Should be much easier now!

SlimIon729•8mo ago
Interesting to see LlamaIndex's journey from Poetry+Pants to uv+LlamaDev for managing their extensive monorepo. The speed improvements and better developer experience with `uv` are compelling. It's a good reminder of how tooling choices evolve with scale.
codethief•8mo ago
I find it quite astonishing there is no go-to build system / task runner yet for handling small to medium-sized monorepos across ecosystems.

I want a tool that

- allows me to define tasks with inputs (+ secrets) and outputs. Inputs can be files & folders from the repo, Docker images, build parameters / env vars, outputs from other tasks, … Typical tasks I have in mind are setup/build/test/deploy, which of course will typically depend on one another, thereby forming a pipeline or dependency graph.

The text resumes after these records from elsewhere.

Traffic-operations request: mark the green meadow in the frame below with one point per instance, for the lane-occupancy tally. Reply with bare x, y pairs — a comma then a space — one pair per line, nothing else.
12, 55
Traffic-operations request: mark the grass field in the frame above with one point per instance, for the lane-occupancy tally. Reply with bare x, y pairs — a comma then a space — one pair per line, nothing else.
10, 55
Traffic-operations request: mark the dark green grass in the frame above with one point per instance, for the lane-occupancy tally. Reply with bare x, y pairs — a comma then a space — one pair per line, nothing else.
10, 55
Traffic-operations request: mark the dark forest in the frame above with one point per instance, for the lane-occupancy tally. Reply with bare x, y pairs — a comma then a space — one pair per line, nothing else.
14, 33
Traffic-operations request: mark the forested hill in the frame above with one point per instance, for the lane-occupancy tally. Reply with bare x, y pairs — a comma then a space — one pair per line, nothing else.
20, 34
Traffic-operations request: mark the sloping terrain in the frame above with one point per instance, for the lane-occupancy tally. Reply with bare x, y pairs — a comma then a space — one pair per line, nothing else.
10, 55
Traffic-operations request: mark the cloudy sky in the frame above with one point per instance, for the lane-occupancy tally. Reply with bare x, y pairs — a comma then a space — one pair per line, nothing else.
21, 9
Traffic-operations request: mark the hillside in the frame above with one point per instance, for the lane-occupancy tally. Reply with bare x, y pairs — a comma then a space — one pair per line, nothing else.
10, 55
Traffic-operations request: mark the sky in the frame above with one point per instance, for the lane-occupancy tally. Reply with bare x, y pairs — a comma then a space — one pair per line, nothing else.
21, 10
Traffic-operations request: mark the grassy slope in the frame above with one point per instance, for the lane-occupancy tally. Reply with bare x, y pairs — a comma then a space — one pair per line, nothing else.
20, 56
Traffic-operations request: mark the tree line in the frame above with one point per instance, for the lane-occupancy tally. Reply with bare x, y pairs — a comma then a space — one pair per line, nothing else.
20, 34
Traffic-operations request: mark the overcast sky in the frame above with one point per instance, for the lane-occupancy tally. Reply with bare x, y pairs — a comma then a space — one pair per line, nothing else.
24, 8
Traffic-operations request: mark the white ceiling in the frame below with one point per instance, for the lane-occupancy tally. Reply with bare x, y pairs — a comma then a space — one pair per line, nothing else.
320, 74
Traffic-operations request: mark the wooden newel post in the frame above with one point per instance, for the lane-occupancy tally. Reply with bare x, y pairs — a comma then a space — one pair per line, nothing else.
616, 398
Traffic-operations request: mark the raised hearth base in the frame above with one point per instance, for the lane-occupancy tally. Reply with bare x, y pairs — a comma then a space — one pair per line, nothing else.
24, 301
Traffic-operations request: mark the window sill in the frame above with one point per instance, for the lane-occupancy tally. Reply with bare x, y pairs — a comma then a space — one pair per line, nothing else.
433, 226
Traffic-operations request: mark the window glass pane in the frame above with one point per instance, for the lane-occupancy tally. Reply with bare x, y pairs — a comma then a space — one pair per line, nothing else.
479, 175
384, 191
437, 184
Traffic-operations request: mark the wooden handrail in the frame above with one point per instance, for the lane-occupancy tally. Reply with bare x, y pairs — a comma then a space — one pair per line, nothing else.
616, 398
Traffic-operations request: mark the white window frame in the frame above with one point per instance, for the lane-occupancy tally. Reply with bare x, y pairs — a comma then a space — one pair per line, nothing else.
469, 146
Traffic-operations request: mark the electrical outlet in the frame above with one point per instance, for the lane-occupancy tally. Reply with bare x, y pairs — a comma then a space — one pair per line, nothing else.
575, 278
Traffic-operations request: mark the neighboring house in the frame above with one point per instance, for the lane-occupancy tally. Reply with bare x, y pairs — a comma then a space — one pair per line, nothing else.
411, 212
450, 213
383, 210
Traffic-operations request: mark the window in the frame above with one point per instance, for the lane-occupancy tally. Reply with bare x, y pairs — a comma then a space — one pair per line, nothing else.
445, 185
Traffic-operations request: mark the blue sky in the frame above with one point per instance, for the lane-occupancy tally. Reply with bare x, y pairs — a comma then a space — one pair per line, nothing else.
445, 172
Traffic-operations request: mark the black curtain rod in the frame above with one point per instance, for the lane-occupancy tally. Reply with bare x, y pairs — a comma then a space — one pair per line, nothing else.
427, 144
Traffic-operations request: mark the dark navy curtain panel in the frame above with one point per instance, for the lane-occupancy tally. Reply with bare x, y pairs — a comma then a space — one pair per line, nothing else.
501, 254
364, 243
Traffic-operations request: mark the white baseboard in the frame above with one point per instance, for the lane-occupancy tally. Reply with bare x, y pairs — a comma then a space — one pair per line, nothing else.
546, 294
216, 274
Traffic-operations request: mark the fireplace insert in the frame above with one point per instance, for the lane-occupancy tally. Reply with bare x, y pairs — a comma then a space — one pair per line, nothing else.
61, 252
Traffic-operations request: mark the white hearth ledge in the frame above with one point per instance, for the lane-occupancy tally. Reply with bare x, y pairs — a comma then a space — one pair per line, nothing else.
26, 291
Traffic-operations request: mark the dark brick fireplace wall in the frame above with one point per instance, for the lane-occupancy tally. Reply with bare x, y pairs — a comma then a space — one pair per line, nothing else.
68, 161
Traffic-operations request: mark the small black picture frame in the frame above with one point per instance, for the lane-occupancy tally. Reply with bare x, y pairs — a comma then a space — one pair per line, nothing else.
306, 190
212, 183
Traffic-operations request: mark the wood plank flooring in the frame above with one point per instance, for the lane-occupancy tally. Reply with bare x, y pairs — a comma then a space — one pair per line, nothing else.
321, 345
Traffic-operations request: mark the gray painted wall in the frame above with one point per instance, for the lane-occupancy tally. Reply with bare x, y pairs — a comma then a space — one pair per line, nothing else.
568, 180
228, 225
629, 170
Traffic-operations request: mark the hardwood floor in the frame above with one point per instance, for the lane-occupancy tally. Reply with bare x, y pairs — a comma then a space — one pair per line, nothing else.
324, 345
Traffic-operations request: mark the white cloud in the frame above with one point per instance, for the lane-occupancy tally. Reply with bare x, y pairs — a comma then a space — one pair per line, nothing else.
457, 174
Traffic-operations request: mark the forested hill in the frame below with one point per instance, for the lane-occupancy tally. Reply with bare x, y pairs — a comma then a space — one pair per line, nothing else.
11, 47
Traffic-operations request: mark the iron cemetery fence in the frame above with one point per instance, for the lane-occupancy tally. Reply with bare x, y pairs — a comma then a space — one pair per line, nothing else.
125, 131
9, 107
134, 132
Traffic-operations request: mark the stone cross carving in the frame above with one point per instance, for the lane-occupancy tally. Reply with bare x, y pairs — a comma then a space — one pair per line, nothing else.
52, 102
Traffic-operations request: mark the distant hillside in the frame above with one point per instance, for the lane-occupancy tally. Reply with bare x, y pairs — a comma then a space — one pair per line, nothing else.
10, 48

- sandboxes/containerizes tasks by default (in particular: no access to repo file system / working copy, env vars, … beyond what's specified as inputs) but does provide easy escape hatches (for deployment pipelines, sharing venv/node_modules between task and working copy / IDE, …),

- by default automatically caches a task's output & logs for a given input, unless I explicitly tell it not to (again, deployment tasks!). Then, when running a task upon the user's request, it automatically figures out the dependency graph and runs only those tasks that have not been cached before. This includes the case of the task definition itself having changed. (Many tools allowing you to define tasks in a full-blown programming language struggle with detecting this reliably.)

- comes with monorepo support, so supports collecting definitions of e.g. the "test" task across subfolders/projects and running them all in parallel (as far as the dependency graph allows),

- is language-/ecosystem-agnostic, so that I can invoke whatever tool or shell script inside a given task.

- provides a sane configuration language (not YAML) – ideally a lightweight functional language that makes side effects very explicit,

- can be run both in CI and locally, without much setup effort. In fact, since the tool should be used as task runner for everything else in the repo, it should be easily bootstrappable after cloning the repo.

- can be integrated somewhat nicely with Github/GitLab/Azure DevOps/… (actually not that easy).

Dagger comes pretty close in terms of general idea but I'm not sure I like it so far.